Lo más curioso del debate de las autonómicas fue la sensación cada vez más cierta de que todo lo que hagan para desacreditar a Ayuso no hace más que aumentar su intención de voto. En algún momento, el pulso de Sánchez a la Comunidad de Madrid se pasó de rosca, hizo crack y ahora no importa lo que hagan o digan de ella, pues le favorece. La otra noche, en una cola de San Sebastián de los Reyes, los taxistas seguían el debate en una tableta colocada encima del techo de uno de los vehículos. «Cuanto más verde la ponen, más ganas nos entra de votarla», decían, y se reían mucho.
Esto de reírse es una cosa nueva en la derecha. El último de derechas que se rió fue Arévalo. Ser de derechas era hasta ahora, algo aburrido, un propiamente dicho. En cambio, la izquierda significaba una emoción, con sus músicos, sus cantantes y sus manifiestos con sus legiones de abajo firmantes. La derecha siempre fue cosa de números, realidad y vergüenza, pues el de derechas había asumido en el discurso público que el de izquierdas perseguía el bien común y él, la explotación de los pueblos, la esclavización de culturas indígenas a cambio de un cofre de cuentas de cristal y espejuelos, el sometimiento de la mujer y otras evidencias de las que se excusaba musitando que él en realidad buscaba un buen gestor.
Ahora la cosa ha cambiado. Ayuso vive en un estado de gracia en el que si el oráculo de Tezanos le da la mayoría, moviliza a su votante y si no, también. Porque hay jolgorio y una suerte de emoción, casi una atracción primaveral y divertida, una cierta joie de vivre, que es una cosa que normalmente le es ajena a lo conservador porque ya hemos dicho que aquí la derecha no se ríe.

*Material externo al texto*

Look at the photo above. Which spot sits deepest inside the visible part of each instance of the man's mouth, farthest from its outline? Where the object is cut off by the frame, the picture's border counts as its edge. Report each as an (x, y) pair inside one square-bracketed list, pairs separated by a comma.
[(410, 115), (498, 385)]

Esto de reírse es una cosa nueva en la derecha. El último de derechas que se rió fue Arévalo. Ser de derechas era hasta ahora, algo aburrido, un propiamente dicho
El conservador ha encontrado placer en cuestiones que hasta ahora se asimilaban al tedio pero que la izquierda ha convertido en provocadoras gracias a la ridiculización, la chanza y la persecución que ha ejercido sobre ellas desde una concepción del mundo mal llamada progresista. Así es como alguien sale de la iglesia un domingo como si viniera de un concierto de los Sex Pistols, rebelado y echado al monte de un maquis social en el que el poliamor parece mainstream y lo provocador es echarle a tu mujer el brazo por encima del hombro. Cuando Bea Fanjul se confiesa «monárquica, católica y una mujer de bien», provoca más que Rosalía.
Así hay un españolito que de pronto ha comenzado a reírse y en el chiste explica que eso de matar al padre le parece una tontería, que está muy orgulloso del suyo y que por lo que sea encuentra acomodo en las tradiciones que ha heredado de sus padres y de sus abuelos. Que se sabe parte de una cadena interminable de hombres y mujeres que se pierde en el origen de los tiempos de la que recibe una serie de valores con los que no se siente incómodo, que no va a echar por tierra gratuitamente y que con el paso del tiempo ha comprendido que le sirven para guiarse en la vida. Admite que habrá otras culturas, otras civilizaciones y otra gente con otros padres y otros abuelos con otras costumbres, pero que estos son los suyos y que ha dejado de pedir perdón por ellos.
El Gobierno, en plena pandemia, puso sus ojos acusadores sobre Madrid y su presidenta, dejando caer que el Ejecutivo de la capital no tenía alma. Así se fraguó el mayor fracaso de la persecución política de la historia reciente.
La izquierda no invierte ni un minuto en eso que denominamos «el interés general», el bien común, la mejora de las condiciones de vida de los ciudadanos.